Dem Artensterben etwas entgegensetzen

Kaum aufgehängt, nutzen Kohlmeisen schon einen der neuen Nistkästen auf dem Institutsgelände (Frederik Köpper / Max-Planck-Institut für biophysikalische Chemie)

Am Göttingen Campus entsteht ein neues Biotop: Das Projekt BioDiversum des Max-Planck-Instituts (MPI) für biophysikalische Chemie soll zum Mit- und Nachmachen inspirieren.

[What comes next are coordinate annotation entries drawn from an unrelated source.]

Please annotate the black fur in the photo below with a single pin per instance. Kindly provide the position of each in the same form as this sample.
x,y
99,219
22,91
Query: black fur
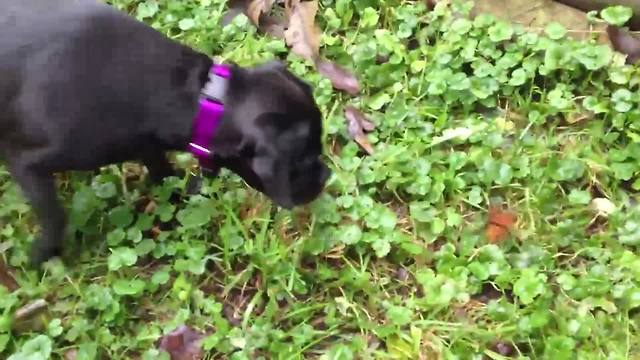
x,y
83,85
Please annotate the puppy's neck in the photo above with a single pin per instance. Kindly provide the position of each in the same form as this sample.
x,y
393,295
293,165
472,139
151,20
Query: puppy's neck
x,y
210,113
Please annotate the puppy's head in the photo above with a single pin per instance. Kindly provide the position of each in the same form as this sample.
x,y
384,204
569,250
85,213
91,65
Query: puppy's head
x,y
271,134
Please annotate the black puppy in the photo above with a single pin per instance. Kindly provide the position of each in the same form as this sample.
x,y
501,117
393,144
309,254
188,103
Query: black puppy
x,y
83,85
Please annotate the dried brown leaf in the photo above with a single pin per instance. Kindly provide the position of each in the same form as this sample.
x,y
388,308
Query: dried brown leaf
x,y
6,277
258,12
625,43
499,224
255,9
302,34
340,77
357,124
183,343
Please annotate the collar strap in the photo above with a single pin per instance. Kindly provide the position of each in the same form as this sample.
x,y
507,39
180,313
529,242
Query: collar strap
x,y
209,114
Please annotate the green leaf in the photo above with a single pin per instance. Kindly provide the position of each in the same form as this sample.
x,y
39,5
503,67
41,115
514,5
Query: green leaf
x,y
186,24
54,328
379,100
500,31
529,285
399,315
616,15
579,197
122,257
160,277
461,26
369,18
555,30
128,287
195,216
39,347
559,347
4,340
518,77
381,247
121,216
351,234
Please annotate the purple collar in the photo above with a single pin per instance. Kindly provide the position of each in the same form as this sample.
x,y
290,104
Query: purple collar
x,y
209,114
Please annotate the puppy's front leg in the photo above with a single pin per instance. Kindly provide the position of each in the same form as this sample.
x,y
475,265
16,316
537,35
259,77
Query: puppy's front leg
x,y
40,191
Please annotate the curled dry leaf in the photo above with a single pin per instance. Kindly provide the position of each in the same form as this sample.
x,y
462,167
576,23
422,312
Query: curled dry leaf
x,y
6,277
602,206
499,224
183,343
340,78
258,12
357,125
255,9
625,43
302,34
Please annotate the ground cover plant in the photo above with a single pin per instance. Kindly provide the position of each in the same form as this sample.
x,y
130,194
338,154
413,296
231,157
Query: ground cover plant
x,y
486,209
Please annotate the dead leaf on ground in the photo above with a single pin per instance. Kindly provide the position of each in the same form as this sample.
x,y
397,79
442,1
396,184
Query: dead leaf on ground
x,y
183,343
258,12
625,42
31,317
341,79
6,277
499,224
357,125
536,14
252,8
302,34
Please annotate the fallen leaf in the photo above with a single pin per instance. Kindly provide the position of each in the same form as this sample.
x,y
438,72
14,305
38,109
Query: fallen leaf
x,y
499,224
340,78
357,124
258,12
6,277
302,34
536,14
625,43
255,9
598,5
31,317
602,206
183,344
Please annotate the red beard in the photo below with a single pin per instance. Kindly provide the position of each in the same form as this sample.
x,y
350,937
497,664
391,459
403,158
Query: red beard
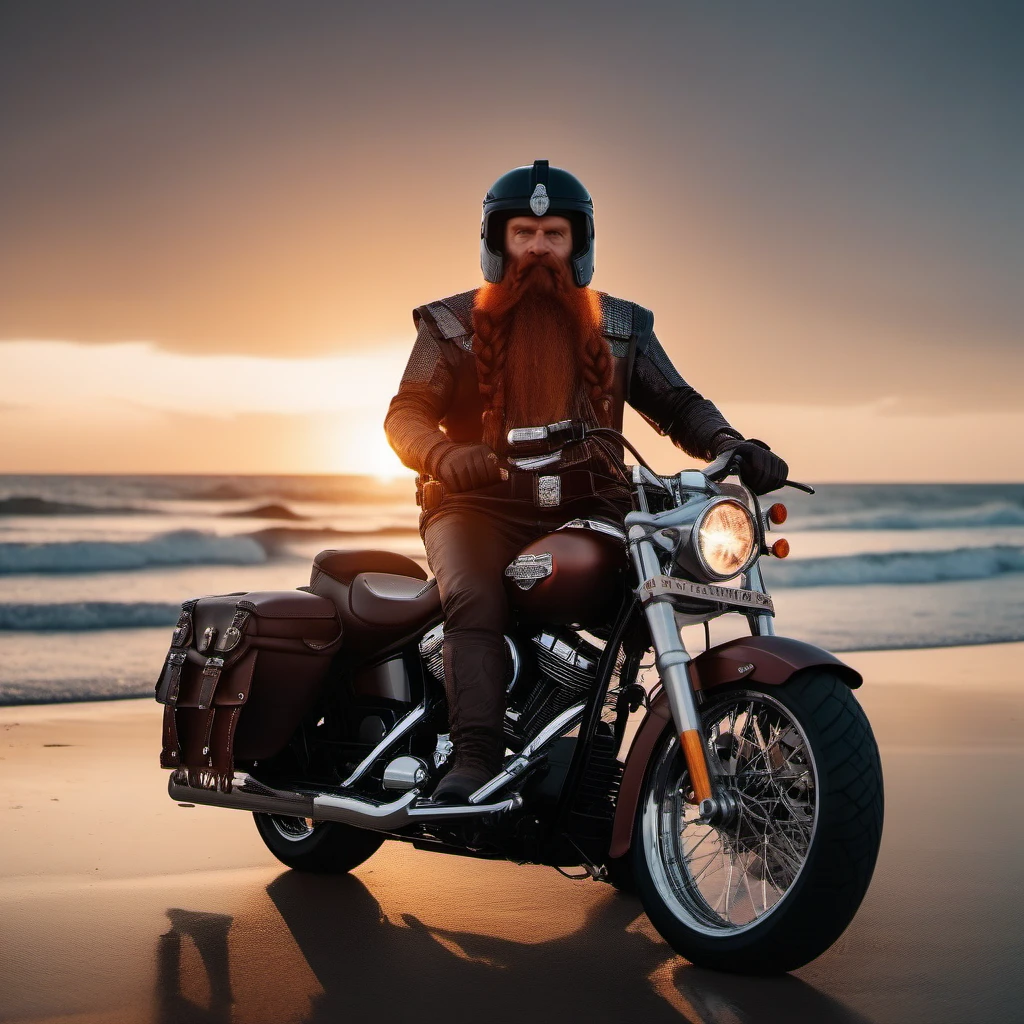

Wo viele Menschen leben, muss die Natur oft weichen. Wie lässt sich der rasante Verlust an Biodiversität bremsen? Können lokale Initiativen überhaupt etwas ausrichten? Ja, sie können! Das hat Max-Planck-Forscher Peter Berthold, emeritierter Direktor des MPI für Ornithologie, mit einem Pilotprojekt am Bodensee gezeigt. Dort schuf er ein Netz von renaturierten Flächen, die für die landwirtschaftliche Nutzung unattraktiv waren – und übertraf mit dem Projekt alle Erwartungen: Innerhalb kürzester Zeit besiedelten zahlreiche Vögel, Amphibien sowie Schmetterlinge, Libellen und andere Insekten die neu geschaffenen Lebensräume. Die Artenvielfalt stieg sprunghaft an. Die Idee dahinter: Wenn kein Biotop weiter als zehn Kilometer von einem anderen entfernt ist, breiten sich Arten leichter von einem zum nächsten aus. Ein Verbund von wiederbelebten Habitaten im ganzen Land unter dem Motto „Jeder Gemeinde ihr Biotop“ könnte so den Schwund der Artenvielfalt aufhalten.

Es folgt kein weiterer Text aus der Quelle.